Abstract
Nivolumab (PD-1 inhibitor) and ipilumumab (CTLA-4 inhibitor) are recently approved checkpoint inhibitors for treatment of non-small cell lung cancer. Immune-related adverse events related to the usage of checkpoint inhibitors are growing with their popularity. We present the case of a patient in combination treatment of nivolumab and ipilimumab who developed a lichenoid drug reaction, notable because it worsened to a bullous lichenoid drug reaction.

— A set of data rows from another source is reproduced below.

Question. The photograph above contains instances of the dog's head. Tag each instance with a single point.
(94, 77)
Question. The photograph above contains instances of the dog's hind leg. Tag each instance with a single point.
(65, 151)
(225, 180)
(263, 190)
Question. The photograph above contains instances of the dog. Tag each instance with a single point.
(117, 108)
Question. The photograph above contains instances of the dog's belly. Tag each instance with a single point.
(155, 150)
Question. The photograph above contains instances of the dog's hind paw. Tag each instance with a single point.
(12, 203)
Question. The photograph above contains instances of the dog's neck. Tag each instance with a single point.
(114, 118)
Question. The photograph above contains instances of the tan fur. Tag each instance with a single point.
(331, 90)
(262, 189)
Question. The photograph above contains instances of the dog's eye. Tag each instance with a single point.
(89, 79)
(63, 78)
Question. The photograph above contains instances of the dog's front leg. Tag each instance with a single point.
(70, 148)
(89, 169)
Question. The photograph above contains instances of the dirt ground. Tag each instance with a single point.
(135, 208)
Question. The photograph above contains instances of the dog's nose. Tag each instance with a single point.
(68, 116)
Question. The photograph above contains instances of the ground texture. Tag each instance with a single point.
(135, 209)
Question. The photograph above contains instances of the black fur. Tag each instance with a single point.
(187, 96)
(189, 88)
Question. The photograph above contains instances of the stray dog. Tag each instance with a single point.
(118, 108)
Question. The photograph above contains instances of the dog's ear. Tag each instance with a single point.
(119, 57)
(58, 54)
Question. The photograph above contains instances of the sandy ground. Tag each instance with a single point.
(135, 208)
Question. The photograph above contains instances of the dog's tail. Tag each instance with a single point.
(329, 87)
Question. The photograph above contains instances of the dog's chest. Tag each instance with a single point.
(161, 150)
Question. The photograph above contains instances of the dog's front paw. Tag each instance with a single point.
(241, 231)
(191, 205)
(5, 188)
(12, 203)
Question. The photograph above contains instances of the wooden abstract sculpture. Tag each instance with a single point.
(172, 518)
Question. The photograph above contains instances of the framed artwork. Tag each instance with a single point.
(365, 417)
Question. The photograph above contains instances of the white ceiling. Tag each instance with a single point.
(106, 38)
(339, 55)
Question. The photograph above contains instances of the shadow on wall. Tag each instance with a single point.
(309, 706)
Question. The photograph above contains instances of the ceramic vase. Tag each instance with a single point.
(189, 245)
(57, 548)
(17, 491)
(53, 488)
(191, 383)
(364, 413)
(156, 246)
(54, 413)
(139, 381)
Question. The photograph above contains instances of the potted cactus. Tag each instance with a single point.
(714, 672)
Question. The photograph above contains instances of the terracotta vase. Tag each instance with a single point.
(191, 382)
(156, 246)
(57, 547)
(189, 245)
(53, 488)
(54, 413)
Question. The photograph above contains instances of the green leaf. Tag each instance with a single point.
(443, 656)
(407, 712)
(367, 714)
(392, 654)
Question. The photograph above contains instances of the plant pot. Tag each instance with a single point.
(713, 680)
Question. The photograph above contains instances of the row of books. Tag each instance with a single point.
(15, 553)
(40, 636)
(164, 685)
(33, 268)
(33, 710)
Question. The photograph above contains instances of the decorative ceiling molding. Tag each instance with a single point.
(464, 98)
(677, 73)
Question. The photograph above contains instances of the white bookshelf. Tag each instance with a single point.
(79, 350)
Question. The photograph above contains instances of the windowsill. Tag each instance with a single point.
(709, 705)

Treatment with prednisone and withdrawal of checkpoint inhibitors aided in clinical resolution. Initial presentation of a lichenoid reaction that progressed to a bullous, desquamated presentation indicates the possibility of the prodromal rash progressing to a Stevens-Johnson Syndrome-like dermatosis. When dermatologists are consulted for rashes developed during checkpoint-inhibitor therapy, they should be aware that early treatment may prevent progression to bullae formation and desquamation and develop their treatment plans with this in mind.
Background
Checkpoint inhibitors are gaining popularity in the treatment of skin and lung cancers. Nivolumab is a PD-1 inhibitor that was first approved to treat metastatic melanoma in 2014 by the Food and Drug Administration. Ipilimumab is a CTLA-4 inhibitor approved in March 2011 to treat late-stage unresectable melanoma. Both drugs have since been approved for treatment of non-small cell lung cancer (NSCLC).1,2
Mesothelioma is a lung cancer most frequently caused by asbestos exposure; usage of checkpoint inhibitors as treatment is being established.1,2 Immune-related adverse events (ir-AE) are more frequent as checkpoint inhibitor popularity grows. Most ir-AEs are low grade: a review, including 5,744 NSCLC patients from 23 studies treated with anti-PD-1, found an incidence of ir-AEs of 64% with anti-PD-1 agents (14% grade ⩾3).1,2 These grade 3 reactions exist on a spectrum from lichenoid drug reaction to Stevens-Johnson Syndrome/Toxic Epidermal Necrolysis (SJS/TEN). Here we present a case of a lichenoid dermatitis from ipilimumab/nivolumab combination therapy prevented from evolving into an SJS-like dermatosis through early management.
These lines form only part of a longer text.